Afriglobal Medicare, Nigeria
Augustine Onyeaghala is a Biomedical Scientist, Clinical Biochemist and a Doctorate in Clinical Research with specialization in herbal medicine clinical research and pharmacovigilance. He is a Canadian certified GCP, GLP & GMP Quality Assurance Professional. He is a member of Global Health Trial Faculty of the West and Central African Region. He has contributed greatly in developing capacity for clinical research in this emerging market through collaborative work with the GHT. He has assisted several organizations in developing and implementing GCP, GCLP and GLP quality management systems requirements. He is a passionate academic presenter and has been a resource person at several local and international meetings discussing Clinical Research, GCP, GCLP, GLP, GMP, ISOs, QMS, validations and audits in clinical research, biomedical science and laboratory operations. He has delivered over fifty presentations at both local and international conferences and has a good number of his research work and presentations published in peer review journals.
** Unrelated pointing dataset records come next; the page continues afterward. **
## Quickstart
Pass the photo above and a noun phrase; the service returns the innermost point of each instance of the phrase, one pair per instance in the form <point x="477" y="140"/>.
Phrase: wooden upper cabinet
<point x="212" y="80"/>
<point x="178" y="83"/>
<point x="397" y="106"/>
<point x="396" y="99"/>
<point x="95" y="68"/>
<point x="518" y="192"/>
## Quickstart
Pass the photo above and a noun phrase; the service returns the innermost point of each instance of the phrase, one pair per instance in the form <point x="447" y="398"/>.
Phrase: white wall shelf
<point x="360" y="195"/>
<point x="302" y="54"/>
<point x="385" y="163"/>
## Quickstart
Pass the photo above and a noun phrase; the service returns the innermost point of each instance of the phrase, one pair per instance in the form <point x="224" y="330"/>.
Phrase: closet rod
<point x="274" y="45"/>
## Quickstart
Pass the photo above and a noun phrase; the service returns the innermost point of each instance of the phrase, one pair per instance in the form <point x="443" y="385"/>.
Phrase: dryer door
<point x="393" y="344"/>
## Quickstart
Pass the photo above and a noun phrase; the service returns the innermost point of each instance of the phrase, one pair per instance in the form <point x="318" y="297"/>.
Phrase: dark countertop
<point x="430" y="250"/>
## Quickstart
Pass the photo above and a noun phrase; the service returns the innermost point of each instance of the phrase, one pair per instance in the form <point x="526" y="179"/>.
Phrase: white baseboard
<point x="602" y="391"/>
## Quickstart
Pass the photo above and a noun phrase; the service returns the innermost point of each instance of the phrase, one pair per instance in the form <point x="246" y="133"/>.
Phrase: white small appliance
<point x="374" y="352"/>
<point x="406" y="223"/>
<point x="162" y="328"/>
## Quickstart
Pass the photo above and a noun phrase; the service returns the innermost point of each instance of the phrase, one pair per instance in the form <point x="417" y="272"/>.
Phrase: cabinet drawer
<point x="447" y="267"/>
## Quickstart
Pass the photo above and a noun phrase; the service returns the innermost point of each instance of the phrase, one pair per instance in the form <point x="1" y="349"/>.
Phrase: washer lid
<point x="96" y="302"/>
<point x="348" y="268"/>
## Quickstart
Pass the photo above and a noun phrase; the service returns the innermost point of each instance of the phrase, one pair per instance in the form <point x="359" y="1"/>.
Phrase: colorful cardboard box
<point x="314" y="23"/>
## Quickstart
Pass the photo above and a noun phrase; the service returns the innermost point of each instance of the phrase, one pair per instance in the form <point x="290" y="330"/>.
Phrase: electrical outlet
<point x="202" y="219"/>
He is an author of a book Total Quality Management for Biomedical Scientists.
Clinical research is a branch of medical science which focuses on testing the efficacy, safety and effectiveness of new drugs, medical devices and biological prior to approval for human use. Many preclinical and clinical research studies conducted in most parts of the developed and developing world had relied on the use of obsolete pathological markers for assessing renal, liver and cardiac pathology. The effects caused by most drugs are very insidious and not acute. Using very sensitive and organ specific biomarkers which predicts organ pathologies at the earliest possible time become inevitable. There is no doubt that translational research has assisted greatly in developing better and more sensitive biomarkers which have been evaluated and validated for predictive toxicities and pathology. In spite of the limitations inherent in the ability of certain analytes to detect toxicities or pathologies at the earliest possible time, biological analytes such as BUN, Creatinine, AST and Cholesterol are still obviously in use to assess most clinical research measurable end points, adverse events, quality of life and prognosis depending on the type of research design and clinical trial protocol. These parameters, though good to some extent, yet may not be the best predictors of an insidious toxicity or pathology. How does the use of current and validated biomarkers improve drug development process? What are the advantages associated with the use of such biomarkers in clinical research operations? These shall be the focus of this presentation.